What has happened to our Dubs in the fourth quarter?
The 2024-25 Golden State Warriors have been anything but the clutch team fans grew accustomed to during the dynasty era. At 1-20 when trailing after three quarters, they’re statistically among the least likely teams in the league to stage a comeback this season. It’s a head-scratching and painful aberration for a franchise that once thrived under pressure, transforming late-game deficits into unforgettable moments of brilliance.
Compare this to the dynasty days, when Warriors fans confidently believed that no lead was safe against Stephen Curry, Klay Thompson, and Draymond Green. Back then, trailing after three quarters felt more like a narrative setup than a death sentence. The 73-win 2015-2016 season saw the Warriors go 10-7 in games where they trailed entering the fourth quarter, a testament to their ability to flip the switch and crush opponents’ hopes. The momentum shifts were electric, and Golden State became synonymous with late-game heroics.

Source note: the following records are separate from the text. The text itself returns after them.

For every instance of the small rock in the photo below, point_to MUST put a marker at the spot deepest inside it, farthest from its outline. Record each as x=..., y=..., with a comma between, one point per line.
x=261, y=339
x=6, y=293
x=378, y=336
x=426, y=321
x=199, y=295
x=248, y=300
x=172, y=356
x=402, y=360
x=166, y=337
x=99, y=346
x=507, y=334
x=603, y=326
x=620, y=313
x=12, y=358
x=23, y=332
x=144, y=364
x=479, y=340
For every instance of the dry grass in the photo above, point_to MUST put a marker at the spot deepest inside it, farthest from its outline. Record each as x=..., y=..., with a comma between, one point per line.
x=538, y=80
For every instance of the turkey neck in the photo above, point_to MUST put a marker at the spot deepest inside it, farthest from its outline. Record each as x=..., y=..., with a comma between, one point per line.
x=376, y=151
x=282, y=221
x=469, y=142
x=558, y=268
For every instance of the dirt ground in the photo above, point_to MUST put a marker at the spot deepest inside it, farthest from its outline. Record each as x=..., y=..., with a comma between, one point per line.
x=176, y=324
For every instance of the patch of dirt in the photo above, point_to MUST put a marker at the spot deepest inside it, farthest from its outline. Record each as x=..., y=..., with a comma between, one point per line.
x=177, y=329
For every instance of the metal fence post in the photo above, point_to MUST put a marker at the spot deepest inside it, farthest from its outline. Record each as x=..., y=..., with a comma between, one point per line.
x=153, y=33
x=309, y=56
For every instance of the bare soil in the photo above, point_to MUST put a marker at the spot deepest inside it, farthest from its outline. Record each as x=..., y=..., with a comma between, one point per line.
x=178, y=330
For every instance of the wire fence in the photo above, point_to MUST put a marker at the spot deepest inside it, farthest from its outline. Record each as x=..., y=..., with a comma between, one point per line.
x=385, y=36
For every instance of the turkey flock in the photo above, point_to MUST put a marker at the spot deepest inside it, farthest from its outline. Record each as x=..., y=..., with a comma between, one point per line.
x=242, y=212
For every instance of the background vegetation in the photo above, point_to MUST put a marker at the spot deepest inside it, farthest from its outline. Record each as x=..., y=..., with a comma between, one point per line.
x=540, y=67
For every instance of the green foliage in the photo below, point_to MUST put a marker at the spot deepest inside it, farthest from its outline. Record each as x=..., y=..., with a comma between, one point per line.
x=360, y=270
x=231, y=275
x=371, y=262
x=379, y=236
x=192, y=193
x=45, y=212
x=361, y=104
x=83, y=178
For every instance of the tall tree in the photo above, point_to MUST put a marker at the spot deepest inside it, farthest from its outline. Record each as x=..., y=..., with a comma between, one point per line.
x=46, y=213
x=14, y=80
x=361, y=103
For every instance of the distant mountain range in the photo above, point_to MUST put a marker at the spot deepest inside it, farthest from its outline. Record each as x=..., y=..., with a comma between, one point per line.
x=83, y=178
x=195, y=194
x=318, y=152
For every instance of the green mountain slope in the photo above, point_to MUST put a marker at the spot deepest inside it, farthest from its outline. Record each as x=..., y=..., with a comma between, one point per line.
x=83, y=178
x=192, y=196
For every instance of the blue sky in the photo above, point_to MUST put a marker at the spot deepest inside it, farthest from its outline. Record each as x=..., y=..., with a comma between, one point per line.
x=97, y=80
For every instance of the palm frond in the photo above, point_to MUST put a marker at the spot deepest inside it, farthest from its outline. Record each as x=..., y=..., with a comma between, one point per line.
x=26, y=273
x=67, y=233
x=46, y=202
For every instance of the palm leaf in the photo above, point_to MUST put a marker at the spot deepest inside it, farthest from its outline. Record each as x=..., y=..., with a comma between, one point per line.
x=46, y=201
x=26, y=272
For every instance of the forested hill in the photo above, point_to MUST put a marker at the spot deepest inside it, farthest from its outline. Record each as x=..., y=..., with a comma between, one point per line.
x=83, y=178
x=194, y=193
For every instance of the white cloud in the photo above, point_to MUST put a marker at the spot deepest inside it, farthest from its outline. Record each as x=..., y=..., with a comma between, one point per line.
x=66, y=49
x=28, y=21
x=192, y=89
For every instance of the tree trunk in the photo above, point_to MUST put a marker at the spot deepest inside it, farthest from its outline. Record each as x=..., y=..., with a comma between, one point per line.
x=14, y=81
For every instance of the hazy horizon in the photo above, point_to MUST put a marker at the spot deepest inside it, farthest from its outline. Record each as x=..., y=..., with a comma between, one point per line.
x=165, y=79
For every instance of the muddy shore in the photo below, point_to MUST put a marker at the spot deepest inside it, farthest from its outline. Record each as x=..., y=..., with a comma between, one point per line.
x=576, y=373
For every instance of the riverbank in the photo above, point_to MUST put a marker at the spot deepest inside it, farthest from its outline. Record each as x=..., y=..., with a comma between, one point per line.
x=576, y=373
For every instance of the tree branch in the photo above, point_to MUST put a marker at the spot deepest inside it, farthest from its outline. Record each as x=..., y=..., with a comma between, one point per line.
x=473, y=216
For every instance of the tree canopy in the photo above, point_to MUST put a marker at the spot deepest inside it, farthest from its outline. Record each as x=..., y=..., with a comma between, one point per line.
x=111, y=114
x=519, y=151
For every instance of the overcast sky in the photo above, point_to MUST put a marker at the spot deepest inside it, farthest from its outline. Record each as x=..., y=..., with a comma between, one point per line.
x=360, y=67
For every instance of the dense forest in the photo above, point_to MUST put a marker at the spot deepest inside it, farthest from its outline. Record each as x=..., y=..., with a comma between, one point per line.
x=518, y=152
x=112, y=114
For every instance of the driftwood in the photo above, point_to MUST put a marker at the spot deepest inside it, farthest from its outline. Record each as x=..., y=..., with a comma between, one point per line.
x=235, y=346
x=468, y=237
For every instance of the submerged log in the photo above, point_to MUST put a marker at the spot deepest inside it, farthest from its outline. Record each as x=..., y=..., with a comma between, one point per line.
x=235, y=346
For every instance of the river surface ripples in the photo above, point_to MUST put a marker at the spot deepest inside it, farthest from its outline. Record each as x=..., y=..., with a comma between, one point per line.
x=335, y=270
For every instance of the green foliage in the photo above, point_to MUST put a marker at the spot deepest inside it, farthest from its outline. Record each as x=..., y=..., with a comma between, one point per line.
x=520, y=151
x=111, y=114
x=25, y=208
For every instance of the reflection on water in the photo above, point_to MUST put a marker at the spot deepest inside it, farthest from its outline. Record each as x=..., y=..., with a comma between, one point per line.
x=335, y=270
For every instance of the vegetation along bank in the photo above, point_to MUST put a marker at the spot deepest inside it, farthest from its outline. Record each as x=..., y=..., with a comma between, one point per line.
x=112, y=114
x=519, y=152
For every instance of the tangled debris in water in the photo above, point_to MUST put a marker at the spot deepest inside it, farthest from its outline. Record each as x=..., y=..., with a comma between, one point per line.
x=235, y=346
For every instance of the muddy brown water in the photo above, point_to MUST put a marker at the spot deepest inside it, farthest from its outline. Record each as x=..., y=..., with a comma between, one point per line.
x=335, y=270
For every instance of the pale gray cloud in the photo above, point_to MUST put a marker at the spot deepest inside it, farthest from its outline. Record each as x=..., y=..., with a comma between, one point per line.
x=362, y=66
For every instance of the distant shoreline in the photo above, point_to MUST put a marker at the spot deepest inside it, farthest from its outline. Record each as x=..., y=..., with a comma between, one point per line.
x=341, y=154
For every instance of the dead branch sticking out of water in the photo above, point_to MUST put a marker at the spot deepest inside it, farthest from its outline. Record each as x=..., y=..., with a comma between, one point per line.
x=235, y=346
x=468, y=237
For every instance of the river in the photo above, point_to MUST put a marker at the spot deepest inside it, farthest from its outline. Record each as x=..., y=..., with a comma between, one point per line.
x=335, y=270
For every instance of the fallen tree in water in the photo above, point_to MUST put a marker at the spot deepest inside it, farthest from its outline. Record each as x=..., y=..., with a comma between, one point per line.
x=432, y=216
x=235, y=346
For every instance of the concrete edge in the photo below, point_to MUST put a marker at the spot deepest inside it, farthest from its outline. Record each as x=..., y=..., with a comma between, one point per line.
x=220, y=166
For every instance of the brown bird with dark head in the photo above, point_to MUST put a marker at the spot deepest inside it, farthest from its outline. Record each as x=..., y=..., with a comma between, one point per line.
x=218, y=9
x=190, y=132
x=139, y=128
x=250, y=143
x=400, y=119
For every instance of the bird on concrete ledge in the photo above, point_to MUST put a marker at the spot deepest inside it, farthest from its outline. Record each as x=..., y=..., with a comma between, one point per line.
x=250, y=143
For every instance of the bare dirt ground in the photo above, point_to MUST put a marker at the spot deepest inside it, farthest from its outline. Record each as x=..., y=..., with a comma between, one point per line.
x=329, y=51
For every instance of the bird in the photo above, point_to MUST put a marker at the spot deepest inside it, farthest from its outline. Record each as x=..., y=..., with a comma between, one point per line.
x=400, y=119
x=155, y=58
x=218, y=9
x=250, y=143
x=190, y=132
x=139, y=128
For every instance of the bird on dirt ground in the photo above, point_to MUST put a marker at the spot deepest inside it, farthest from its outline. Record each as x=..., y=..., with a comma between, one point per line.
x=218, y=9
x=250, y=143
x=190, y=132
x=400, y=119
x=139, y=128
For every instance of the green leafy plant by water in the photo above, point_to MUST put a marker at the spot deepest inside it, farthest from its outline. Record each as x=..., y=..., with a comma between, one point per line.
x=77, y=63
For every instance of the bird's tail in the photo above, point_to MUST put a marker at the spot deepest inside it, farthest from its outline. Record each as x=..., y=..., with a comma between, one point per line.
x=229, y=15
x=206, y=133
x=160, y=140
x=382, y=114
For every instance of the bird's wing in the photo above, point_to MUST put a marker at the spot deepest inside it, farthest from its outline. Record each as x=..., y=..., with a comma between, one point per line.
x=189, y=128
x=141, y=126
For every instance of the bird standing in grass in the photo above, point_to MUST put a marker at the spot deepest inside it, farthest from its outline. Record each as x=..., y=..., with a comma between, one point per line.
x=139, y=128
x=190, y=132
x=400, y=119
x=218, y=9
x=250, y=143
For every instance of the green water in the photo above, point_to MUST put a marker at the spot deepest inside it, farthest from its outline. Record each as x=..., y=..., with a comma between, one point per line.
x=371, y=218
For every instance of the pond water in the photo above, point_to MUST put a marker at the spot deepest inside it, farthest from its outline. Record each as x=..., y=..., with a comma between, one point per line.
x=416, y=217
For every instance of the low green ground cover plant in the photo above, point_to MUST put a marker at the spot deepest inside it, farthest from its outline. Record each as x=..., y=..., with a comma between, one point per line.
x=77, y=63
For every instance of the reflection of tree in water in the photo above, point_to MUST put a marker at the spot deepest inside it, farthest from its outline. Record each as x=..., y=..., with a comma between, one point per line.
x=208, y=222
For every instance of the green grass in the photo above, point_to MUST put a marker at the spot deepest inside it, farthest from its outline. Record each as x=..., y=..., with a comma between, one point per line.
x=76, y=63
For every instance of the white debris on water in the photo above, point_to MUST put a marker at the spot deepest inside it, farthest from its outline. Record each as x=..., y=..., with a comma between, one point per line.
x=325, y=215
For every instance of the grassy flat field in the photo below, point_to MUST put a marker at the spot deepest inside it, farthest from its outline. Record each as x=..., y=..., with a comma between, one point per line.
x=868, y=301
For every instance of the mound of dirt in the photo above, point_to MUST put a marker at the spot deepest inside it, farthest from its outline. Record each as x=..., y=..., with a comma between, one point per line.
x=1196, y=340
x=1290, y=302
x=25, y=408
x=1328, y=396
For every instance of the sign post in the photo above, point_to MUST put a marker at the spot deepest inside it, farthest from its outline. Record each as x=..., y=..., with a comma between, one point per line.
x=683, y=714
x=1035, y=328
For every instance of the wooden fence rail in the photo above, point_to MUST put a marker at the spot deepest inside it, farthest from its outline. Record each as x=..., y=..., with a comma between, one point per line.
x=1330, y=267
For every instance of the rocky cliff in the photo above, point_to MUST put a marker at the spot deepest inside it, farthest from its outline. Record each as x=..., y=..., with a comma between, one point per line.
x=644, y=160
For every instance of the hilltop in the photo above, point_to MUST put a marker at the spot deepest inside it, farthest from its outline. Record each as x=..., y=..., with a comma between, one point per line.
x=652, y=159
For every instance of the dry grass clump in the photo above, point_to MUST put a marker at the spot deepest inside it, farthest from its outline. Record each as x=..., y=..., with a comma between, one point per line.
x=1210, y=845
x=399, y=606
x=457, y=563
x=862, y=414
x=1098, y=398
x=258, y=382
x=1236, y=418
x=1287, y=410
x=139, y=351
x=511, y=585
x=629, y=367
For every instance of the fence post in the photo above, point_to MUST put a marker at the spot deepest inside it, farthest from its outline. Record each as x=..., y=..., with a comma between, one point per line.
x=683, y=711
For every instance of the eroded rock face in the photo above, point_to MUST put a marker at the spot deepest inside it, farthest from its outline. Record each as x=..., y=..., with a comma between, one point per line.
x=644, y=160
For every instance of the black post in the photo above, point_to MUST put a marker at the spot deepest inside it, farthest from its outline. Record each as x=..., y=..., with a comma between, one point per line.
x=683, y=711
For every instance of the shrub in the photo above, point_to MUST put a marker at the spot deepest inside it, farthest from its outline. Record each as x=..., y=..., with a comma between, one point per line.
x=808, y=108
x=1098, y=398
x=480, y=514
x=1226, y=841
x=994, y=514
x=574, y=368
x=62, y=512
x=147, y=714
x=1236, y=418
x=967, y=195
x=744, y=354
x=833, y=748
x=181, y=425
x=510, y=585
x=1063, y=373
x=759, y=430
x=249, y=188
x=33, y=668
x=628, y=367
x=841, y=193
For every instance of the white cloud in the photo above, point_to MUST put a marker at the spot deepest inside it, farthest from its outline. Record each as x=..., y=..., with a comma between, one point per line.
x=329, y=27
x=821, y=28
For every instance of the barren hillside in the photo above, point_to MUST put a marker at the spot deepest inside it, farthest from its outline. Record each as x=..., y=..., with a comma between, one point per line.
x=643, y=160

Steph couldn’t believe the Warriors’ record this season when trailing after three quarters
— Warriors on NBC Sports Bay Area (@nbcswarriors.bsky.social) 2025-01-26T05:20:07.284Z
But this season? Those heroics have been hard to come by. A combination of aging stars, injuries, and a lack of depth has left the Warriors struggling to find that same clutch gene. Last year the team was 3-24 when trailing after three quarters. They were 7-19 when they won their most recent championship in 2022.
Once a squad that bent the game to their will, they now resemble teams from a not-so-distant past. You know, the ones that long-suffering fans will reluctantly recall. For those who endured the lean years pre-2013, this 1-20 record has a familiar sting. Back then, it was an unspoken rule: if the Warriors were down late, you might as well start your postgame lament early. The lack of reliable playmakers, erratic coaching, and an overwhelming sense of inevitability hung over those teams. Those Warriors didn’t just lose: they collapsed.
Is this season’s squad an echo of those mediocre days? Not quite. The Warriors of 2024-25 are still led by some of the greatest players in NBA history in Steph and Dray. But watching them falter late in games has stirred feelings of deja vu of Warriors teams of mediocre pasts. The long, deflating stretches where the offense grinds to a halt and defensive lapses multiply harken back to an era when just making the playoffs felt like a fantasy.
For now, the Warriors’ clutch struggles remain a bitter reality. Fans who remember the heartbreak of those pre-dynasty days may find this season eerily familiar, even if it’s wrapped in the dissonance of seeing legends on the court. Perhaps the magic of old can be rekindled, but for now, Warriors faithful are left with a painful reminder that no team is immune to struggle.